Human somatic cells contain 46 chromosomes arranged as 23 pairs – 22 autosomal pairs and one pair of sex chromosomes (XX in females, XY in males).
Karyotyping
Chromosomes are stained, spread on a slide and examined under a microscope.
The arranged set (karyotype) reveals the size, shape and number of each chromosome and helps detect numerical or structural defects.
Barr body
In female cells one of the two X chromosomes becomes transcriptionally inactive and condenses to form a Barr body.

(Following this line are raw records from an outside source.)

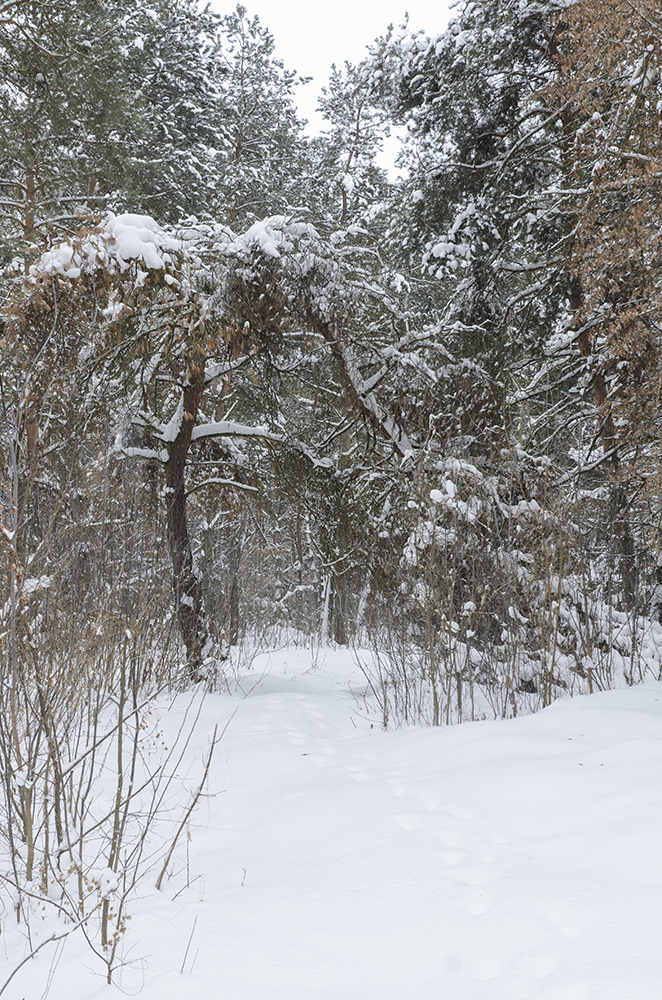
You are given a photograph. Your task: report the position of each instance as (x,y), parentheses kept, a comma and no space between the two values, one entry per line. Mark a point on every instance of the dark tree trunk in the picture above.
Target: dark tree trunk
(186,585)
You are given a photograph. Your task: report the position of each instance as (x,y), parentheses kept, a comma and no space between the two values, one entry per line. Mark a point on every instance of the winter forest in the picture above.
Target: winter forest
(255,395)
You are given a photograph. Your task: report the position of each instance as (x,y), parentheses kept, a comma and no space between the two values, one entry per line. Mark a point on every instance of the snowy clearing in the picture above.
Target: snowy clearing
(329,860)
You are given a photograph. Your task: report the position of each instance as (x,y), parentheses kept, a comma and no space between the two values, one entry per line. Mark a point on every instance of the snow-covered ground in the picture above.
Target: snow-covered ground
(330,860)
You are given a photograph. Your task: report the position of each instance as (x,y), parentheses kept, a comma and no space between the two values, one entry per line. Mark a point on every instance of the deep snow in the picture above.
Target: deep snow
(330,860)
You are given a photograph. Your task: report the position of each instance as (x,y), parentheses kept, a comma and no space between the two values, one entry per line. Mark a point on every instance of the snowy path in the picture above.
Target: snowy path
(332,861)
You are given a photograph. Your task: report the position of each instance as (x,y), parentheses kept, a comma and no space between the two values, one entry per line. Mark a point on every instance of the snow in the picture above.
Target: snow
(139,237)
(330,860)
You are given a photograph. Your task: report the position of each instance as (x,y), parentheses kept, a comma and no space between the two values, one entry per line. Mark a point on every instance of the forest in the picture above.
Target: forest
(254,392)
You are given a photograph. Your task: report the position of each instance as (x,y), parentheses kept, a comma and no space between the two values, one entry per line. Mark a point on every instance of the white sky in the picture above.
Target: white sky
(310,35)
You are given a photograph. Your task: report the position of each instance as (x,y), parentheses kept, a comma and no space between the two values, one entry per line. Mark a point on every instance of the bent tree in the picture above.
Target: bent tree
(212,342)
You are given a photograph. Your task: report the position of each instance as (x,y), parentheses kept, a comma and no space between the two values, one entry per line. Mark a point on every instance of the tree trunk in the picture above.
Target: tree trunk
(186,584)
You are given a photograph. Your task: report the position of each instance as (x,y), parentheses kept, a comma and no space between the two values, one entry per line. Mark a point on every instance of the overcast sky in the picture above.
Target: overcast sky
(312,34)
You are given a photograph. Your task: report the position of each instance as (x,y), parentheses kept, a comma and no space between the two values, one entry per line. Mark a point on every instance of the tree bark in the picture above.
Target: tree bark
(186,584)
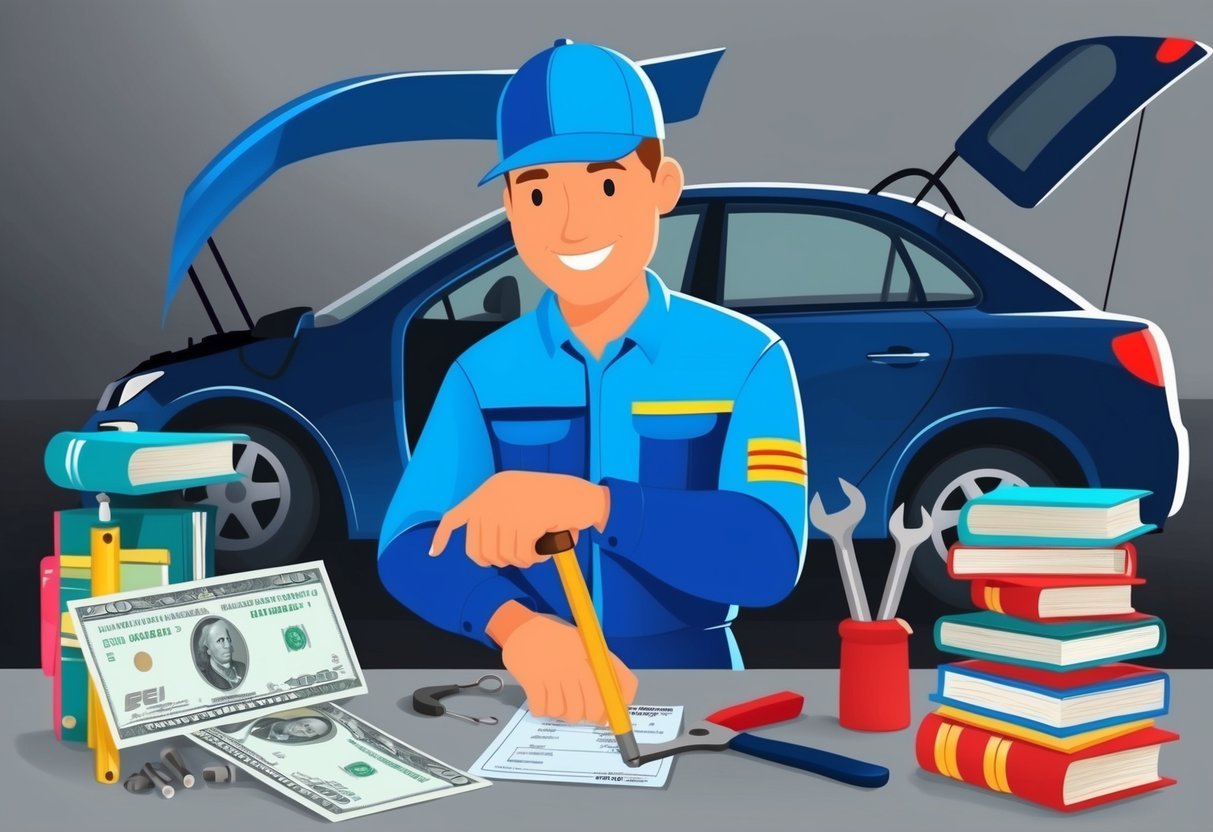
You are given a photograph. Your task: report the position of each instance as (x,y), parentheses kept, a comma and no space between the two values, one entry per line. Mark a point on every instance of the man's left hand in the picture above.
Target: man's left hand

Presence of a Barr body indicates a cell is genetically female (XX).
Chromosomal abnormalities
Abnormalities arise from changes in chromosome number (aneuploidy) or structure (deletions, duplications, translocations, inversions).
Examples important for exams:
Down syndrome – trisomy 21 (extra chromosome 21)
Turner syndrome – monosomy X (45,X)
Klinefelter syndrome – extra X in males (47,XXY)
Role in cell division – mitosis (somatic)
Prophase → Metaphase → Anaphase → Telophase → Cytokinesis
During prophase chromosomes condense; at metaphase they align at the equatorial plate; anaphase separates sister chromatids; telophase reforms nuclei and cytokinesis divides the cytoplasm, giving two daughter cells with the same 46 chromosomes.
Role in cell division – meiosis (germ)
Meiosis I: Prophase I → Metaphase I → Anaphase I → Telophase I → Cytokinesis (produces two cells, each with 23 chromosomes)
Meiosis II: Prophase II → Metaphase II → Anaphase II → Telophase II → Cytokinesis (produces four haploid gametes).
Simple text diagram of a chromosome
|====| short arm (p) | | |====| centromere | | |====| long arm (q)
The diagram shows the two arms (p and q) joined by the centromere, the basic unit that ensures equal segregation during cell division.